A data resampler based on support vectors

Question

I am working to implement a data resampler to work based on support vectors. The idea is to fit an SVM classifier, get the support vector points of the classes, then balance the data by selecting only data points near the support vectors points of each class in a way that the classes have equal number of examples, ignoring all others (far from support vector points).

I am doing this in a multi-class setttings. So, I needed to resample the classes pairwise (i.e. one-against-one). I know that in sklean's SVM "...internally, one-vs-one (‘ovo’) is always used as a multi-class strategy to train models". However, since I am not sure how to change the training behaviour of the sklearn's SVM in a way to resample each pair during training, I implemented a custom class to do that.

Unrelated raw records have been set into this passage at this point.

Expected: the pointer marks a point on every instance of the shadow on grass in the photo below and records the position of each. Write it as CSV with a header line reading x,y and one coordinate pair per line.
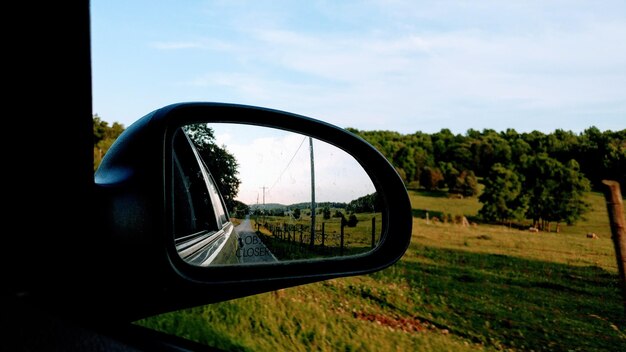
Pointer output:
x,y
508,302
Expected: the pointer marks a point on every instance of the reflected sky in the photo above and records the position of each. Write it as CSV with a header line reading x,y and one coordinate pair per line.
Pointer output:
x,y
275,166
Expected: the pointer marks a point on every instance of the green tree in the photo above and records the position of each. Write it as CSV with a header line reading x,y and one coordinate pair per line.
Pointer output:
x,y
326,213
222,165
555,190
503,198
103,137
431,178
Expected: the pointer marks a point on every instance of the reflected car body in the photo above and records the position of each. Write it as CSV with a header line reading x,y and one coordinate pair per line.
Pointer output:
x,y
203,232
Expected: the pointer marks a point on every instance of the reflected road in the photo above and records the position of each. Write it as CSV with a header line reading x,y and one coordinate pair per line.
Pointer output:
x,y
252,249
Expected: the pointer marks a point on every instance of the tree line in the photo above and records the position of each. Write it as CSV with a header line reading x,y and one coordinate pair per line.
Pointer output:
x,y
532,175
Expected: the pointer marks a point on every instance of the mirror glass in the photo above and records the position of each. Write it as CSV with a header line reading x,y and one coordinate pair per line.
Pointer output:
x,y
251,194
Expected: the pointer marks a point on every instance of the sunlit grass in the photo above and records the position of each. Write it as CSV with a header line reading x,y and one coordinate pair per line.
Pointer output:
x,y
458,288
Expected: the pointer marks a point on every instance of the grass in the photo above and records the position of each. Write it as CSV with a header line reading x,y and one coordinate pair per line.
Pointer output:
x,y
472,288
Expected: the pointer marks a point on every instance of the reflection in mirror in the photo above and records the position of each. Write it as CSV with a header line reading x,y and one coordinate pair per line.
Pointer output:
x,y
251,194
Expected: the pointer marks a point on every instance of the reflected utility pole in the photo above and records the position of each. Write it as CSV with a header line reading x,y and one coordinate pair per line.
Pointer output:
x,y
312,194
263,211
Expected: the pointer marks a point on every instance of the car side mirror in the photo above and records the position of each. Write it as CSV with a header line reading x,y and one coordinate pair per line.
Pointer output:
x,y
202,202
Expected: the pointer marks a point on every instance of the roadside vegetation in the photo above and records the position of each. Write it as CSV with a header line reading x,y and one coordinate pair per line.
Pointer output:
x,y
458,288
499,258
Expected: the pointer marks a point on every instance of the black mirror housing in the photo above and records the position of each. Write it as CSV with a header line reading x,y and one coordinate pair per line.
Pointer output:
x,y
134,203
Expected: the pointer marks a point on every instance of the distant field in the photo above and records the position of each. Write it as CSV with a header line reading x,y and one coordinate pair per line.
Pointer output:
x,y
474,288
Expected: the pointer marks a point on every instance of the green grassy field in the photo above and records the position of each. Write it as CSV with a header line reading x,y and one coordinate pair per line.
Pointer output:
x,y
472,288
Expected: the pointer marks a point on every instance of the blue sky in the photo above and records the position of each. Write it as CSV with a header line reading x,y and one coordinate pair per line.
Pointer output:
x,y
395,65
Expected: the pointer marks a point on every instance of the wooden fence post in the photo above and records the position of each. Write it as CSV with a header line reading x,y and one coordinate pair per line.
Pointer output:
x,y
373,232
615,207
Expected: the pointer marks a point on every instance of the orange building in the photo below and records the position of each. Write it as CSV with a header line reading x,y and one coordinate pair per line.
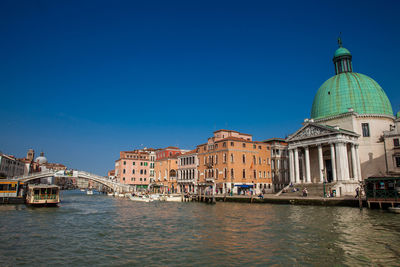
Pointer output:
x,y
231,162
133,168
166,170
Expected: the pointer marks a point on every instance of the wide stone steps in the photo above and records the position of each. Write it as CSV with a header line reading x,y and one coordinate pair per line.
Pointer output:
x,y
315,190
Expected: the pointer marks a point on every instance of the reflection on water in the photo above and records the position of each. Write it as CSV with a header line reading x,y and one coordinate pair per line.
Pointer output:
x,y
99,230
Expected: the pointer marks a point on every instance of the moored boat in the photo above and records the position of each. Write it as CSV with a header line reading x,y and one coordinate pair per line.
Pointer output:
x,y
43,195
394,209
140,198
171,198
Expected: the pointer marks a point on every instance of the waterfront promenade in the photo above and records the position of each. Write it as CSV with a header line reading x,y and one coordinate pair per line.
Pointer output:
x,y
99,230
294,200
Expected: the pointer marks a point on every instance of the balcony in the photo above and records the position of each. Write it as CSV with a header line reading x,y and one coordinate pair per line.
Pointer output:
x,y
208,165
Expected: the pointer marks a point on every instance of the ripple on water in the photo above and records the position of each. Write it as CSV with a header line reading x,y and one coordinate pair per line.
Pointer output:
x,y
99,230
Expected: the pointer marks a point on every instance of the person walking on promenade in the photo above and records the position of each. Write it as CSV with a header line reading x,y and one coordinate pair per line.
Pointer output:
x,y
357,192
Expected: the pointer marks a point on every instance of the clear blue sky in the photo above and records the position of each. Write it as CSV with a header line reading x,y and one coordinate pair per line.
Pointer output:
x,y
82,80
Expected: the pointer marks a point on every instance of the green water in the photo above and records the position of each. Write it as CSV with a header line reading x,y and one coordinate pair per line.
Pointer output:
x,y
104,231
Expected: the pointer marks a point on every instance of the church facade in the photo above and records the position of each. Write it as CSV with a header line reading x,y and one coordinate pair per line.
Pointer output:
x,y
343,141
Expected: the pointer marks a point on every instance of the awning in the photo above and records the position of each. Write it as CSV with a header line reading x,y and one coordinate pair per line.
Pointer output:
x,y
244,185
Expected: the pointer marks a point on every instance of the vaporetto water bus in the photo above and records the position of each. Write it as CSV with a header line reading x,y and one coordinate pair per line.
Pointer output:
x,y
43,195
11,192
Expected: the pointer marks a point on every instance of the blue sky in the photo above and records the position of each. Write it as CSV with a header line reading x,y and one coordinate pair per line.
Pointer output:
x,y
82,80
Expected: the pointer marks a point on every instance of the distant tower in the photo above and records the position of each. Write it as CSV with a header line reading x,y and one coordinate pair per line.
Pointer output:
x,y
30,155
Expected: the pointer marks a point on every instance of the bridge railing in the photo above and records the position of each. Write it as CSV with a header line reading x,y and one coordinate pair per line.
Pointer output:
x,y
35,174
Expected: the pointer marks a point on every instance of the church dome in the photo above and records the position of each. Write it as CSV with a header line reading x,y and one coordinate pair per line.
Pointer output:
x,y
341,51
41,159
348,89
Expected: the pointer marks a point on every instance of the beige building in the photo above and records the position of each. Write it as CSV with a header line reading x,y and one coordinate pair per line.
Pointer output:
x,y
343,141
187,172
392,146
279,162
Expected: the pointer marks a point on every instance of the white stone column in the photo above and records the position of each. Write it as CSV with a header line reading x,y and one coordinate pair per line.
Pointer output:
x,y
307,158
333,162
354,162
320,164
291,166
296,165
358,164
342,162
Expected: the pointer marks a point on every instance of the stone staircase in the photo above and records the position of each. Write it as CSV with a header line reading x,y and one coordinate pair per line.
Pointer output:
x,y
314,190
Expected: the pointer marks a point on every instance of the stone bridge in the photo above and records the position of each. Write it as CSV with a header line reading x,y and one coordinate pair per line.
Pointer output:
x,y
115,186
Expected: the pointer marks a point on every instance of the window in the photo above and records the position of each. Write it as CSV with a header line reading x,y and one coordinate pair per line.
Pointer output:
x,y
396,142
365,129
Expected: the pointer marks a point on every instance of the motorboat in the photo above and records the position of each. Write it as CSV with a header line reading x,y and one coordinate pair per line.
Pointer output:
x,y
171,198
140,198
394,209
43,195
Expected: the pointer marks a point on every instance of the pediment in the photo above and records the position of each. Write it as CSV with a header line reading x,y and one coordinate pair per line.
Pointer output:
x,y
311,131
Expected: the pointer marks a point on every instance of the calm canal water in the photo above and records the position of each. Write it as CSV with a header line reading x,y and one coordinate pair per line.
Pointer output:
x,y
101,230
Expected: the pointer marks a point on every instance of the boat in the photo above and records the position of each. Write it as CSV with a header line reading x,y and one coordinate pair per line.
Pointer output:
x,y
171,198
11,192
140,198
43,195
394,209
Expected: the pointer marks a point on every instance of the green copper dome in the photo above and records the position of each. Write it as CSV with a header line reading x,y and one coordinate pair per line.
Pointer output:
x,y
350,90
341,51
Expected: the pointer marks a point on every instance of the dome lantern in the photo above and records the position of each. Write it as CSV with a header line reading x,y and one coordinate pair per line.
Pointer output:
x,y
349,91
342,59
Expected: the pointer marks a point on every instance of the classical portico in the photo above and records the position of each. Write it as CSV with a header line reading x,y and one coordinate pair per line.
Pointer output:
x,y
320,153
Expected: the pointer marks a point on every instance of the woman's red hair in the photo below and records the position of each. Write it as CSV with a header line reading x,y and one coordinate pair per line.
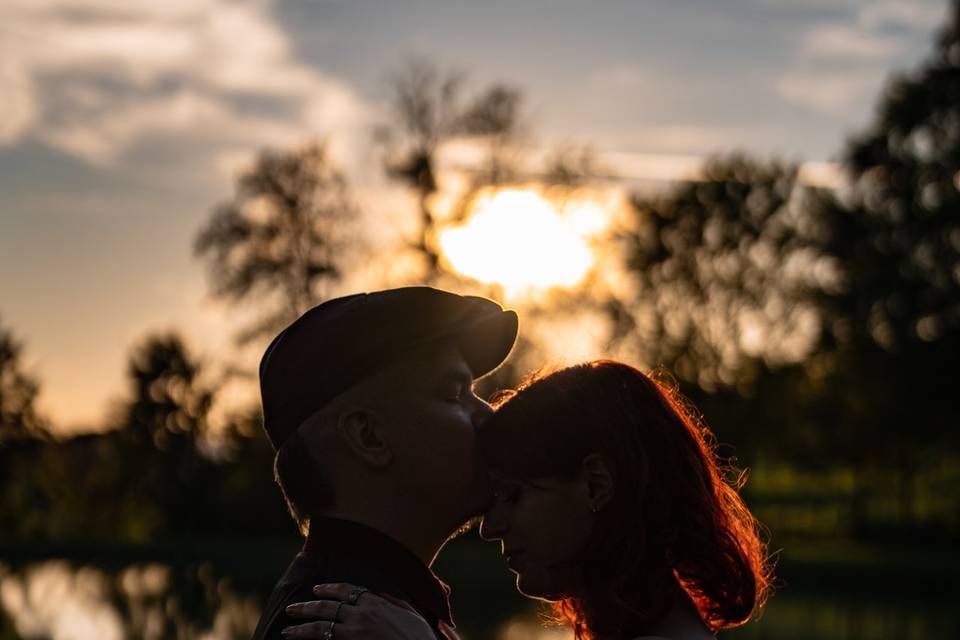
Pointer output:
x,y
675,517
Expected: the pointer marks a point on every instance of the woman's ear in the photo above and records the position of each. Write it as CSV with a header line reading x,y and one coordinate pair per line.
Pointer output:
x,y
598,480
363,435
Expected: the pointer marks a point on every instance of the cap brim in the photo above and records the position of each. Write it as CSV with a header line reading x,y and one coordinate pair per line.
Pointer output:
x,y
486,342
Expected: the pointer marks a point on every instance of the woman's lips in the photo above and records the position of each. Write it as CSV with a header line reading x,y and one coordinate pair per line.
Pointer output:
x,y
513,556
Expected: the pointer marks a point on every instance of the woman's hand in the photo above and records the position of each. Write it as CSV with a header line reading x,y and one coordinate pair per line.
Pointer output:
x,y
347,612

Currently, the custom class works fine. However, in my implementation I have a bug (logic error) that changes each pair of class labels into 0 and 1, thereby messing up with my class labels. In the code below, I illustrate this with a MWE:

# required imports
import random
from collections import Counter
from math import dist
import numpy as np
from sklearn.svm import SVC
from sklearn.utils import check_random_state
from sklearn.multiclass import OneVsOneClassifier
from imblearn.pipeline import Pipeline
from sklearn.ensemble import RandomForestClassifier
from sklearn.datasets import make_classification

np.random.seed(7)
random.seed(7)

# resampler class
class DataUndersampler():
  def __init__(self, random_state=None):
    self.random_state = random_state
    print('DataUndersampler()')

  def fit_resample(self, X, y):
    random_state = check_random_state(self.random_state)
    # class distribution
    counter = Counter(y)
    print(f'Original class distribution: {counter}')
    maj_class = counter.most_common()[0][0]
    min_class = counter.most_common()[-1][0]
    # number of minority examples
    num_minority = len(X[ y == min_class])
    #num_majority = len(X[ y == maj_class]) # check on with maj now
    svc = SVC(kernel='rbf', random_state=32)
    svc.fit(X,y)
    # majority class support vectors
    maj_sup_vectors = svc.support_vectors_[maj_class]
    #min_sup_vectors = svc.support_vectors_[min_class] # minority sup vect
    # compute distances to support vectors' point
    distances = []
    for i, x in enumerate(X[y == maj_class]): 
      #input(f'sv: {maj_sup_vectors}, x: {x}') # check value passed
      d = dist(maj_sup_vectors, x) 
      distances.append((i, d))
    # sort distances (reverse=False -> ascending)
    distances.sort(reverse=False, key=lambda tup: tup[1])
    index = [i for i, d in distances][:num_minority] 
    X_ds = np.concatenate((X[y == maj_class][index], X[y == min_class]))
    y_ds = np.concatenate((y[y == maj_class][index], y[y == min_class]))
    print(f"Resampled class distribution ('ovo'): {Counter(y_ds)} \n")

    return X_ds, y_ds

So, working with this:

# synthetic data
X, y = make_classification(n_samples=10_000, n_classes=5, weights=[22.6, 3.7, 16.4, 51.9],
                           n_informative=4)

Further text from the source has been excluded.